Institute for Policy Reserach News, Northwestern University

IPR Research Notes

Hard Times Spur State Spending on Social Assistance

Winter 2008 , Volume 30, Number 1

Since the passage of the 1996 welfare reform bill, analysts worried that states might cut back on their social assistance spending during economic downturns. Yet states actually increased such spending during the last recession, according to research by IPR Faculty Fellow Therese McGuire and her co-author David Merriman.

The two economists’ research compares state spending during the 2001 recession to spending in two prior recessions. They find that states did not cut social welfare programs disproportionately during the last recession, but in fact, they were actually more responsive in spending on social welfare programs in times of economic distress than in pre-welfare reform recessions. McGuire and Merriman find this responsiveness surprising given the fact that states had more flexibility to cut aid programs because of the new funding mechanism of block grants.

Following welfare reform, social assistance spending became more counter-cyclical, or spending increased with rising rates of unemployment, while total state spending followed economic up- and downturns. They suggest that this might be due to a more diverse social safety net.

These new programs, an example of which is the Earned Income Tax Credit, are now playing a much larger role in providing economic well-being to low-income families than cash welfare did in the past.

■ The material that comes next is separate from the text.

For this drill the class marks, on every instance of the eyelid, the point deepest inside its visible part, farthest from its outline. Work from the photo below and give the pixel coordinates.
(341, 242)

McGuire and Merriman also find that state spending on public welfare programs increased as a share of total state spending, and this growth was driven largely by medical vendor payments for Medicaid. In fact, Medicaid spending has far outpaced social assistance spending over the last 25 years.

“This explosion will continue to be a major concern for states, even if state revenues stabilize,” McGuire said.

“State Spending on Social Assistance Programs over the Business Cycle” appeared in Working and Poor: How Economic and Policy Changes Are Affecting Low-Wage Workers, edited by Rebecca Blank, Sheldon Danziger, and Robert Schoeni (Russell Sage Foundation, 2006).

McGuire is ConAgra Foods Research Professor in Strategic Management at Kellogg. Merriman is a professor at the University of Illinois at Chicago with a joint appointment between the College of Urban Planning and Public Affairs and the Institute of Government and Public Affairs.